O ganhador do Urso de Ouro em Berlim foi um dos filmes mais aplaudidos pelo público na Mostra. É um documentário – um dos poucos a ganhar o prêmio principal em Berlim – sobre uma embarcação que serve de centro psiquiátrico no cais do Rio Sena, em Paris. Nesse projeto do governo da França, que existe desde 2010, uma equipe de cuidadores, enfermeiros e médicos atuam para restabelecer o ânimo e a dignidade dos pacientes que chegam diariamente, com um trabalho humanizado. A proposta é inserir os doentes em trabalhos manuais, de pintura e de gastronomia, por exemplo – lá, os pacientes pintam, expõe suas obras ao público que os visita, fazem tortas e café e os vendem. Bonito, delicado e de temática urgente, vem num momento certo, em meio a revolução psiquiátrica que a medicina cruza, que é a humanização no atendimento aos doentes mentais. Exibição ainda no dia 31/10.

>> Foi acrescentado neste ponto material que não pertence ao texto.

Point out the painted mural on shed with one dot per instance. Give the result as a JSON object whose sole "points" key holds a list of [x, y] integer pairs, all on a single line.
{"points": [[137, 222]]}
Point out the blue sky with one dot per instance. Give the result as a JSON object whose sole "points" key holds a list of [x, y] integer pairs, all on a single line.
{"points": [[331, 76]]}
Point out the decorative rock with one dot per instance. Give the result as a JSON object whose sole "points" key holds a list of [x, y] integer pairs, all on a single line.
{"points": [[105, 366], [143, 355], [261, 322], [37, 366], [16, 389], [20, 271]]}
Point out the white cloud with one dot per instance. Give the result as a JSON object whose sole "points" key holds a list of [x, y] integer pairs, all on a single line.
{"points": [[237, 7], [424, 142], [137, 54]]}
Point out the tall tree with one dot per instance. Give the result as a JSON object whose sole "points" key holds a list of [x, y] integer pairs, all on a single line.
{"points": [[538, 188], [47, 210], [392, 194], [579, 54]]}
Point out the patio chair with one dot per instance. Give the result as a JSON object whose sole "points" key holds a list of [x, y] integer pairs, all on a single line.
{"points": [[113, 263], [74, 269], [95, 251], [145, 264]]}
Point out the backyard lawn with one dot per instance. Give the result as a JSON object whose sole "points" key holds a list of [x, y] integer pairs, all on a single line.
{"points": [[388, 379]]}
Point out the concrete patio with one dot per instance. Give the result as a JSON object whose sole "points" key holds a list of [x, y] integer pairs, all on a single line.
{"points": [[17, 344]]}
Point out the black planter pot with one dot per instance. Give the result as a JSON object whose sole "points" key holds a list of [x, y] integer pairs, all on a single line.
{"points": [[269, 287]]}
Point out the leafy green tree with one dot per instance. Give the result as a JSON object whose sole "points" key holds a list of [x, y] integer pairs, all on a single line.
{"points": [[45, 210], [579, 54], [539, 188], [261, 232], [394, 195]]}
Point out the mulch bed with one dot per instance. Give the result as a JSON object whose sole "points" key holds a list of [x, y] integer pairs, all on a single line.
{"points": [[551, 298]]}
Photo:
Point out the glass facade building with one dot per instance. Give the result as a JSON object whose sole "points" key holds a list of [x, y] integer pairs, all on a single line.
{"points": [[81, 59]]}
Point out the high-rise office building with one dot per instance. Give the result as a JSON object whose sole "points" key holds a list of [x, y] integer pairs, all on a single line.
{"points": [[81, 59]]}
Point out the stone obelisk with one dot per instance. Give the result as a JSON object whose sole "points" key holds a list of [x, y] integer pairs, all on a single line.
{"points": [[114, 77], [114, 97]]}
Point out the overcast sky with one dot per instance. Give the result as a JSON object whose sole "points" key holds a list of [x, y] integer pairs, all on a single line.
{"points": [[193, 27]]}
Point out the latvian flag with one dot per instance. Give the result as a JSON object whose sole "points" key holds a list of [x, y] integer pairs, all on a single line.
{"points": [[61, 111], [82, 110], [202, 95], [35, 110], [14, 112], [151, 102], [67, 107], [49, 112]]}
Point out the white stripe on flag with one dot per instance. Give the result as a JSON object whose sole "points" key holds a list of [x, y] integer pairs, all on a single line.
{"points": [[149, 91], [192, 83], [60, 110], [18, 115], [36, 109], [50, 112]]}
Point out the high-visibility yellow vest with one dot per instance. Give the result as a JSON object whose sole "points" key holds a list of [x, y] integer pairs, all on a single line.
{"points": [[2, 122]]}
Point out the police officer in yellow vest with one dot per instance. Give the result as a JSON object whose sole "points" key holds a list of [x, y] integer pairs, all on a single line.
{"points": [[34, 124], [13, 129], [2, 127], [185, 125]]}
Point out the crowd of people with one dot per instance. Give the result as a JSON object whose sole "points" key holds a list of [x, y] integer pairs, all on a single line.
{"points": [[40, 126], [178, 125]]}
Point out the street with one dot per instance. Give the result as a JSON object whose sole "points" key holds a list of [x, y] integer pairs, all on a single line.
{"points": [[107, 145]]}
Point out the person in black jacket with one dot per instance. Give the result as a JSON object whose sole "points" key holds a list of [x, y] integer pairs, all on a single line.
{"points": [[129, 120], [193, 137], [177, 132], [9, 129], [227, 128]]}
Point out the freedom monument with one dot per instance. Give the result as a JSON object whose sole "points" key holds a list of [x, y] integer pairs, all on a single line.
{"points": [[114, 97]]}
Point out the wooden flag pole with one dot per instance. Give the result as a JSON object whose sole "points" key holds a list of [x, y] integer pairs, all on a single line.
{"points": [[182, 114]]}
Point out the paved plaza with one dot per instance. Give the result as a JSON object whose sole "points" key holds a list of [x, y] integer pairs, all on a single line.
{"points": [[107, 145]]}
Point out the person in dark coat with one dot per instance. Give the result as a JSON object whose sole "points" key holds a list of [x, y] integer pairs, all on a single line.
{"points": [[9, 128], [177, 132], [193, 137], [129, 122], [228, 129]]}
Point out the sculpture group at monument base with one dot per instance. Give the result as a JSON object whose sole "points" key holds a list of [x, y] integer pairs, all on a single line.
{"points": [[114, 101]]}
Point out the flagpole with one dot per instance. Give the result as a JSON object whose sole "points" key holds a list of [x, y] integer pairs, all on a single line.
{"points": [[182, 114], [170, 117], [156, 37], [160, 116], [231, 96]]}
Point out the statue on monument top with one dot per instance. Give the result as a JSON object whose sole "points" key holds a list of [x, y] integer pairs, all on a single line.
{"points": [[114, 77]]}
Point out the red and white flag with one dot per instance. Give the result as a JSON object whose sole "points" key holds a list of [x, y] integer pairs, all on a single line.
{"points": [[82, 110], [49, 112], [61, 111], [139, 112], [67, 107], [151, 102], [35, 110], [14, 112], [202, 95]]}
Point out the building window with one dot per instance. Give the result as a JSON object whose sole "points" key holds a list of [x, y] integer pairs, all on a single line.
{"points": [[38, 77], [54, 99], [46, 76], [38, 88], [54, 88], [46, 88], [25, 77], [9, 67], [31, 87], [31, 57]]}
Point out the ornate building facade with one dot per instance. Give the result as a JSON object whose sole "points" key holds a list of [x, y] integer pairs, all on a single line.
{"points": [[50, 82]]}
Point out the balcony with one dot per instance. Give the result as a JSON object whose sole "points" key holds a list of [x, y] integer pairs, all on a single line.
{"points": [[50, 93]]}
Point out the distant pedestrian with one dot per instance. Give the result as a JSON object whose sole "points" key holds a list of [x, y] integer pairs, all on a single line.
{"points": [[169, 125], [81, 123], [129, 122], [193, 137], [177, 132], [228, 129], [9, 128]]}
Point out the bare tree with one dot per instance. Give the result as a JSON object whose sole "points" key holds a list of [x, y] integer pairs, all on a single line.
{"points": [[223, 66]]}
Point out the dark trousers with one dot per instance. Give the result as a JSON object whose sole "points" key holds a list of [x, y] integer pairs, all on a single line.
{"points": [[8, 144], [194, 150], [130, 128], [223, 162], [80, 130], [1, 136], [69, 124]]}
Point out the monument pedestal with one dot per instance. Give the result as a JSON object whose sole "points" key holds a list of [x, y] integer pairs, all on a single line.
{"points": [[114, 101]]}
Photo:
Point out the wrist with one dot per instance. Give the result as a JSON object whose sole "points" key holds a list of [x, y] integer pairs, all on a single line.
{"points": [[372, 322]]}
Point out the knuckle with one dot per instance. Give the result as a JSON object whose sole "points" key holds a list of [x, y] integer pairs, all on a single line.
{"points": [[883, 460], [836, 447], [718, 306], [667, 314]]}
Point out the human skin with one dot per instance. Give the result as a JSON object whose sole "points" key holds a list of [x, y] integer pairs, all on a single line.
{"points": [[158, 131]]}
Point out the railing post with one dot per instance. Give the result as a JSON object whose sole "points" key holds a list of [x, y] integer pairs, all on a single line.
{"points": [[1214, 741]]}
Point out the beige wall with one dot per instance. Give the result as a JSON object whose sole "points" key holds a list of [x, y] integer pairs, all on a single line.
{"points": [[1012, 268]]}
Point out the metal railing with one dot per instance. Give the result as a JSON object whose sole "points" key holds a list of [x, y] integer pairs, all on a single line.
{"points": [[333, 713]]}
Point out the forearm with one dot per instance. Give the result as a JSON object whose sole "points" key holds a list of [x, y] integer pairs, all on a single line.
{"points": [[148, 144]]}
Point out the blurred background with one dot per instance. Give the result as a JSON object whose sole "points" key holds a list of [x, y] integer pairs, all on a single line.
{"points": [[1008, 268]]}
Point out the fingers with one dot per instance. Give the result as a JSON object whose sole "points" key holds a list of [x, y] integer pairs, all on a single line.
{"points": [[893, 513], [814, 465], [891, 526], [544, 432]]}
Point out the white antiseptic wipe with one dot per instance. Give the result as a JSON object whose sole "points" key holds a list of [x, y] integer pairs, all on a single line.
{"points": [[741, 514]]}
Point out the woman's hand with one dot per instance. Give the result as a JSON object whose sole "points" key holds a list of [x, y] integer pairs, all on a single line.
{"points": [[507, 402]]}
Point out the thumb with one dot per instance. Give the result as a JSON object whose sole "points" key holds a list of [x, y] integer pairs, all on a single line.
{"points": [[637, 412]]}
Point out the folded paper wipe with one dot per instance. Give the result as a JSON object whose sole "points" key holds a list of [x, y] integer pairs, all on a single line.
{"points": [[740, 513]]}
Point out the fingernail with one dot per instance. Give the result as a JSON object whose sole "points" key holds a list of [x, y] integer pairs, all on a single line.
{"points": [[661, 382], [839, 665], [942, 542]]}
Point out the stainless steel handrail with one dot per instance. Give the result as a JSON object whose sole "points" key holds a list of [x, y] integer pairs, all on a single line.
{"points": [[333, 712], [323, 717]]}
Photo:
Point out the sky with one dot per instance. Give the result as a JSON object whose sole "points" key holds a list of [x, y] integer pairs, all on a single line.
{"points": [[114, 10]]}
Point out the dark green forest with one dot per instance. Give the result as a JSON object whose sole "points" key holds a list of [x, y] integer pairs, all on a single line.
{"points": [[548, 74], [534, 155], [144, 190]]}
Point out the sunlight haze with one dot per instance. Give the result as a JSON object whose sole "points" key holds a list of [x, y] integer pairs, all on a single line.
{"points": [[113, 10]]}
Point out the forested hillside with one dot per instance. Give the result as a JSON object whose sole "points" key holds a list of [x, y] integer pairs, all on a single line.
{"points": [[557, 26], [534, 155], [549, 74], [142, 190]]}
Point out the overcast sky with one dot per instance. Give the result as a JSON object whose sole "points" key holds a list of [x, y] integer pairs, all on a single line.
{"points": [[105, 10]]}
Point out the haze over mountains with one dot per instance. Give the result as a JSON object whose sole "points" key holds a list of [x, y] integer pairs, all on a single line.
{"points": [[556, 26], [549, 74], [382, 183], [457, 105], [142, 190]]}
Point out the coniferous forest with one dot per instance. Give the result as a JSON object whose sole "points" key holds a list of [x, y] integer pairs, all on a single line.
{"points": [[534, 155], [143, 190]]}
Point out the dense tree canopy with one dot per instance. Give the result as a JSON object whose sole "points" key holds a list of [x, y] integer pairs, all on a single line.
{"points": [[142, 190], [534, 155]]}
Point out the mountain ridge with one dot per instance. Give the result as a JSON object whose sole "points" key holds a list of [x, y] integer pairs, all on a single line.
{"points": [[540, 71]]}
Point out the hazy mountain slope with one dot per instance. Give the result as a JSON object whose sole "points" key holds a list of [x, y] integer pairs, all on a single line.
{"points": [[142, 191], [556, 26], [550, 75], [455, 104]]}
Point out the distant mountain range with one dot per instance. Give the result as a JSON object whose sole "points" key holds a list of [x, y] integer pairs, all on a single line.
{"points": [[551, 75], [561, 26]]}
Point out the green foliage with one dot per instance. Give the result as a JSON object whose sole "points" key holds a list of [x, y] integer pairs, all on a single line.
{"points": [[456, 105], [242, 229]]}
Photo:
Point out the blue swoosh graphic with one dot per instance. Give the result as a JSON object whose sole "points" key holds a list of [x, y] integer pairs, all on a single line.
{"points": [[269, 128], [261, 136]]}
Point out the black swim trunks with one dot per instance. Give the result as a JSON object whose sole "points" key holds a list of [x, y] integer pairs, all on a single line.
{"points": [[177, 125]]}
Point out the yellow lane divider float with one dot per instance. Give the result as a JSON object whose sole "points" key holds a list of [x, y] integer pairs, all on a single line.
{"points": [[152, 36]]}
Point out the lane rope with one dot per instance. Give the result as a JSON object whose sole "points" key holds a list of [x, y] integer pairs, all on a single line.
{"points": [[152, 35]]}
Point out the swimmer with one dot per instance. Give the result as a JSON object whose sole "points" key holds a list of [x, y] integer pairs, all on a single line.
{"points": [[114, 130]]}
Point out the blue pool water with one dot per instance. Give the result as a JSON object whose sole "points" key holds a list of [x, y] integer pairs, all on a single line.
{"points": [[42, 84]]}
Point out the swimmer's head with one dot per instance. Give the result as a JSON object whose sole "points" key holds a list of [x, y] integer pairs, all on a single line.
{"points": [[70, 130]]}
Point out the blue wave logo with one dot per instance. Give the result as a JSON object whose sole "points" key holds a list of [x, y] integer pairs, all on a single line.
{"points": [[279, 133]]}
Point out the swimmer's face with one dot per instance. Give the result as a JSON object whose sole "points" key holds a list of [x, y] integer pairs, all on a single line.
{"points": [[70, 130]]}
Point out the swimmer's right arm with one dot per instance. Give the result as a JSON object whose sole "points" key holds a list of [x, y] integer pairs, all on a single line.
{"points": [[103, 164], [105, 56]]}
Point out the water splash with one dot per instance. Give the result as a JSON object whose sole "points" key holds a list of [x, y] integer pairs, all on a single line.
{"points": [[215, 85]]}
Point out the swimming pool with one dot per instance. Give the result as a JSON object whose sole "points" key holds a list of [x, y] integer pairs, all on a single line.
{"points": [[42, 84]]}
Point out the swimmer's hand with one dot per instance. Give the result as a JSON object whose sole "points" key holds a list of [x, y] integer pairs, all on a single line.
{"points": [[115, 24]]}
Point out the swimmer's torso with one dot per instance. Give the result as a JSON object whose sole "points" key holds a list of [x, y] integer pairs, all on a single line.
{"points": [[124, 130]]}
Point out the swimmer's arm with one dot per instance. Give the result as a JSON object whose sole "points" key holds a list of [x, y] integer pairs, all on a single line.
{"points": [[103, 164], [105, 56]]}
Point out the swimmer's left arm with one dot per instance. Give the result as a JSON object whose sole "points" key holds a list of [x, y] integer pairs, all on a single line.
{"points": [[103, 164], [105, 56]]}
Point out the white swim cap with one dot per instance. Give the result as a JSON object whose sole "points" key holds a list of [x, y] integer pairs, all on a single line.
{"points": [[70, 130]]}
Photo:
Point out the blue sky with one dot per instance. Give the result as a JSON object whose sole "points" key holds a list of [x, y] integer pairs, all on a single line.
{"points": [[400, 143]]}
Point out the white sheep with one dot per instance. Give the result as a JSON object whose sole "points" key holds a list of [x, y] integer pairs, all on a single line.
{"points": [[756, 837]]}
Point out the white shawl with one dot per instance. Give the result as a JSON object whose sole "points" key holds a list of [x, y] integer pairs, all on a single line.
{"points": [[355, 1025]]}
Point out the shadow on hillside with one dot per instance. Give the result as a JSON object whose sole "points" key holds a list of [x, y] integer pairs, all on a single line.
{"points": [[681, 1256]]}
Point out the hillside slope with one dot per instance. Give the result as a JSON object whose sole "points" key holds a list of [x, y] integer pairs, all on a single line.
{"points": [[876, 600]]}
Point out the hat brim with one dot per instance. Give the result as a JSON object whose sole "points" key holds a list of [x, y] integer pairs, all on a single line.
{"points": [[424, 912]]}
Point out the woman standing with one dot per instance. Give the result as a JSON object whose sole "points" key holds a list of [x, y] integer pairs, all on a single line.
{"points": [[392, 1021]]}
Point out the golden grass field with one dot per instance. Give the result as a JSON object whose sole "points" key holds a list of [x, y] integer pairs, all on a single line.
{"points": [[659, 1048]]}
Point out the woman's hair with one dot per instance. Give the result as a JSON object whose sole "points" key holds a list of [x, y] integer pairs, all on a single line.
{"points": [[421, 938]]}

Samuel e a luz (Brasil/França, 2023, de Vinicius Girnys)

Doc brasileiro interessante e bem editado, sobre um garoto chamado Samuel, que mora num vilarejo de pescadores em Paraty/RJ. Seus dias são marcados pela tranquilidade, num local idílico e estacionado no tempo. Até que se depara com uma nova realidade, a chegada da energia elétrica e das tecnologias. Foram seis anos gravando o crescimento de Samuel em meio a essas transformações, em que se discute o choque da modernização pelo ponto de vista de um menino. Coprodução Brasil/França, exibido no Festival Visions du Réel. Exibição presencial ainda no dia 01/11.

Afire (Alemanha, 2023, de Christian Petzold)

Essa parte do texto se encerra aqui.